Detailed Description: PRIMARY OBJECTIVES:
I. To determine the maximum tolerate dose (MTD) of CPI-613 when used in combination with docetaxel therapy in advanced stage non-small cell lung cancer (NSCLC). (Phase1) II. To evaluate the response rate in patients receiving CPI-613 in combination with docetaxel therapy. (Phase 2)
SECONDARY OBJECTIVES:
I. To determine the safety of CPI-613 addition to docetaxel therapy. II. To determine the progression-free survival with CPI-613 in combination with docetaxel therapy at 27 weeks.

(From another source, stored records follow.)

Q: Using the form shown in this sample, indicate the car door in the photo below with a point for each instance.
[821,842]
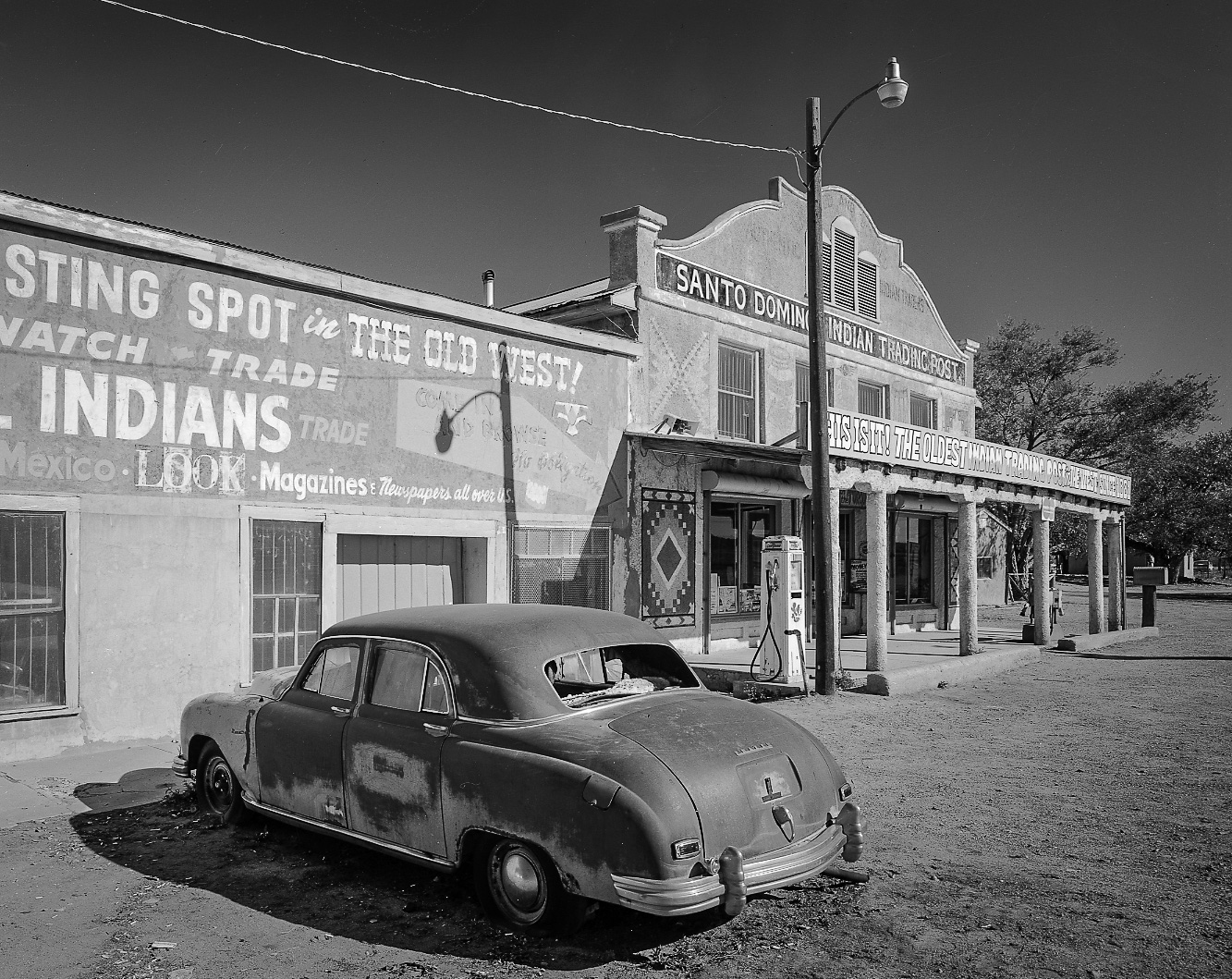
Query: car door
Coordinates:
[299,738]
[392,749]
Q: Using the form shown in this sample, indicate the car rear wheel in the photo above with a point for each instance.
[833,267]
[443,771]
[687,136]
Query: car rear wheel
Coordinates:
[518,886]
[218,790]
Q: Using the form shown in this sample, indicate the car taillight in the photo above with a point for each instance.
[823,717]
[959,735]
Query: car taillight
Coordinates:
[685,849]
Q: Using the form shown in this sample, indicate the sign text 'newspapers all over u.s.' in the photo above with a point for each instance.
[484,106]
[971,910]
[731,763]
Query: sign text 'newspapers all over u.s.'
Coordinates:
[123,373]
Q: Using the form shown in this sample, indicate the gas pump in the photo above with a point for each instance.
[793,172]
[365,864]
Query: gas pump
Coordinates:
[781,651]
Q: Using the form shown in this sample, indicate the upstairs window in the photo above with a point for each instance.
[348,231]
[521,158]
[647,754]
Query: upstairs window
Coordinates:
[850,277]
[873,399]
[923,412]
[737,394]
[844,269]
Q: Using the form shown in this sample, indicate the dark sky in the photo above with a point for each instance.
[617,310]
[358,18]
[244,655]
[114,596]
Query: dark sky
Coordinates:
[1058,162]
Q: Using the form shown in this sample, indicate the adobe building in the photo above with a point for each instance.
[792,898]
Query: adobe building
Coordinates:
[718,409]
[208,455]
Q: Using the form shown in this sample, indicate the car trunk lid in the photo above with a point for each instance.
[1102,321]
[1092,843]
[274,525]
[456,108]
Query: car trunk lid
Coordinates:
[738,765]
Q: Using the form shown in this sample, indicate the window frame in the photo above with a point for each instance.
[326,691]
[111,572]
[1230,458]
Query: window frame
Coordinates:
[70,509]
[755,398]
[884,398]
[740,505]
[913,399]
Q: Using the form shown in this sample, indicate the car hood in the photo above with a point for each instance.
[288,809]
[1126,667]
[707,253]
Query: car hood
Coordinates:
[738,762]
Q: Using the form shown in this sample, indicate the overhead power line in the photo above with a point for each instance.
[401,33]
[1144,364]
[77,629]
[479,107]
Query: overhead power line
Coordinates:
[440,87]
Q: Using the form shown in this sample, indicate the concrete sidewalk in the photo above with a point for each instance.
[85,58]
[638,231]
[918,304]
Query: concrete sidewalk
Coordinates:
[86,778]
[916,661]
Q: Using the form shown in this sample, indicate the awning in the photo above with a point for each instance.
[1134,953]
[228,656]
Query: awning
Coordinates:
[737,483]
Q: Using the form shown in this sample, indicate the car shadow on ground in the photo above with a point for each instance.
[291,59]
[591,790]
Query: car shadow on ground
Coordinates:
[347,890]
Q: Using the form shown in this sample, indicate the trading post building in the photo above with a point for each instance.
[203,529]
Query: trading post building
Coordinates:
[718,421]
[207,455]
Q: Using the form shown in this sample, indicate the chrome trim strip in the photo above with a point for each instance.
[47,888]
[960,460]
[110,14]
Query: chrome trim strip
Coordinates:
[687,895]
[418,856]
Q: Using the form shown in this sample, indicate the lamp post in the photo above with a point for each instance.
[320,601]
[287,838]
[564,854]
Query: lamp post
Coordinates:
[891,91]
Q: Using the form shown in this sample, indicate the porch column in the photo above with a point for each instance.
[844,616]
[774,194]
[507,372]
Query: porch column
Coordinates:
[1116,576]
[969,602]
[836,580]
[875,613]
[1095,575]
[1042,595]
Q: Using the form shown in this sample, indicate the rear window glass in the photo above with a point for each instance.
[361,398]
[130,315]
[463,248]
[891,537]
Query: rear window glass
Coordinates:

III. To determine the median progression-free survival with CPI-613 in combination with docetaxel therapy.
OUTLINE: This is a phase I, dose-escalation study of CPI-613 followed by a phase II study.
Patients receive CPI-613 intravenously (IV) over 2 hours on days 1 and 3, and docetaxel IV on day 1. Treatment repeats every 21 days for up to 6 courses in the absence of disease progression or unacceptable toxicity. Patients that achieve stable disease after 6 courses then receive CPI-613 alone on days 1and 3. Courses repeat every 21 days for up to 2 years in the absence of disease progression or unacceptable toxicity.
After completion of study treatment, patients are followed up for 30 days and then periodically for 2 years.